Technical Introduction
(Paul Spence & Arianna Ciula)
Document Contents
1. Overview
This project began with a number of technical challenges, starting with the need to make available via the web information that would otherwise be difficult for people to access: digital facsimile images of the original rolls and their translations in text format. Moreover, the aim was to produce rich, highly structured indexes and (in the digital version) sophisticated search functionality; in the digital version the facsimile and translation versions had to be closely integrated, so that someone could move freely between images and text; and the methods and procedures developed for this needed to fuel both digital and print publications.
This technical introduction is aimed at the non-specialist and gives a taste of the technologies used and why we think they were necessary. For those interested in more information, we will provide a detailed technical report at the end of the project. For now, a list of technologies used on the project is provided on the Copyright page.
2. Facilitating digital publication: ‘text markup’
The technology that underpins the project is called XML (Extensible Markup Language), a now ubiquitous international standard for encoding and exchanging data. Although used nowadays in a wide range of operations involving data exchange, such as the transmission of information from one financial database to another, XML has firm roots in the humanities.
In fact, in research projects involving textual materials, XML can prove very useful for modelling humanities knowledge for a number of reasons, including its independence from any particular computer platform or software, the extremely robust basis it provides for encoding document-based materials and the fact that it potentially facilitates the generation of a wide variety of different visualisations of the encoded materials afterwards. This is no accident, since XML developed in part as a technology to facilitate digital publication.

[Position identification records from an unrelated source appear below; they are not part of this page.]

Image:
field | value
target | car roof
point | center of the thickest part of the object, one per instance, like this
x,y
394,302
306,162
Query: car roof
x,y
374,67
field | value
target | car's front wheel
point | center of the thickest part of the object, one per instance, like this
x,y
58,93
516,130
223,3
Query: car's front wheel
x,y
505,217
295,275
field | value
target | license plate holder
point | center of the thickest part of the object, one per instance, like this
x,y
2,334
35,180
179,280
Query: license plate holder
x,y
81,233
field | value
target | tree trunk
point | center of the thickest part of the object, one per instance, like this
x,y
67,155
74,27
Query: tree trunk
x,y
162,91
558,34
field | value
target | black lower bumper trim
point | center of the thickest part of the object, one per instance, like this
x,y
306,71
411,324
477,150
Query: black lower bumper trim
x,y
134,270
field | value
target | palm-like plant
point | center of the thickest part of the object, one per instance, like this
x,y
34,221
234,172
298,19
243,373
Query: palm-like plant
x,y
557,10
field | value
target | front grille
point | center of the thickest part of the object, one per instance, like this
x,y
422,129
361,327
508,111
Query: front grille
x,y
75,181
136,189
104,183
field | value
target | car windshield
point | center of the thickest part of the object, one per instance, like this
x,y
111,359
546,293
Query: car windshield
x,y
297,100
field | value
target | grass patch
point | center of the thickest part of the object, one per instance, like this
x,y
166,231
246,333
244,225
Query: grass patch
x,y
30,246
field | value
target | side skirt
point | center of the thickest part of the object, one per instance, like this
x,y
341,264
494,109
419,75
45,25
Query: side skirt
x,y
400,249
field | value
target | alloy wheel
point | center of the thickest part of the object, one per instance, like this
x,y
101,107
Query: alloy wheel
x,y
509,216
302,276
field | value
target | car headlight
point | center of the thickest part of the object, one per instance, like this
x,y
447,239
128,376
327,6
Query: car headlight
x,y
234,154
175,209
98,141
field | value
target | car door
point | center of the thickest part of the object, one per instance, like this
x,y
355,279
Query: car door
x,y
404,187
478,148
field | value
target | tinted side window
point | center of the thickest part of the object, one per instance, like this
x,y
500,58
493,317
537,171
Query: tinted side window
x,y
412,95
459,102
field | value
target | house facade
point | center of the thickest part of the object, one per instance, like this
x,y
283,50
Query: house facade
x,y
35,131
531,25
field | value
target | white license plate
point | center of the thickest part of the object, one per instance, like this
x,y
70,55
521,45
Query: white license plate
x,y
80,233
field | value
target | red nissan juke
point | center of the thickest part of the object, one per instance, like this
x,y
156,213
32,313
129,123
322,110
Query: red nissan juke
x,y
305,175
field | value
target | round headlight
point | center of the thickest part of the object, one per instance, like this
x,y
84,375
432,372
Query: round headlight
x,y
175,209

One of the core principles in XML is that the representation of the structural and semantic content of a text should be kept separate from its presentation. The core information about the text is applied by means of a system of XML ‘tags’ that encode parts of the text (see Figure 1), and any ‘visualisation’ of the text that is required for publishing purposes is then produced in a separate process. This is particularly useful in humanities scholarship, because it allows academics to concentrate on the structure and content of the source materials, and issues around scholarly interpretation of the text, leaving issues of presentation to the later publication processes.
-
Simplified fragment of XML markup, showing a person name and a place name.
-
Expansion of the same fragment, showing markup for his role as sheriff of 'Nottinghamshire'. The 'key' attributes refer to an authority 'table' that contain detailed information on the person 'Phillip Marc' and on the location 'Nottinghamshire'.
Not only is it possible, moreover, to create an infinite number of visualisations from the single set of marked up materials, but you can produce a number of output formats suitable for print and web versions- in other words all publication can be managed in an integrated manner. So in the Fine Rolls of Henry III project, the core data is used to produce both digital and print versions, and all indexes for both are produced automatically from a single collection of source materials, encoded as appropriate.
3. Text Encoding Initiative: creating ‘added value’ for the core textual materials
In this project we elected to use a particular set of XML specifications called TEI (Text Encoding Initiative), “an international and interdisciplinary standard that enables libraries, museums, publishers, and individual scholars to represent a variety of literary and linguistic texts for online research, teaching, and preservation.” 1 TEI XML has the technical rigour which allows computers to carry out complex processing, while at the same time being flexible and relatively easy for the average scholar to use, whether or not they have experience in using computers.
TEI allows us to encode scholarly assertions about the source materials in a complex and fine-grained manner, exposing detail in large repositories of information. So a textual markup scheme was customised for this project to include aspects of physical structure (membranes and marginalia), structure of calendar entries and their contents (e.g. place and date of a fine, body of each entry, witness list) and the semantic content of the entries (e.g. identification of mentioned individuals, locations and subjects).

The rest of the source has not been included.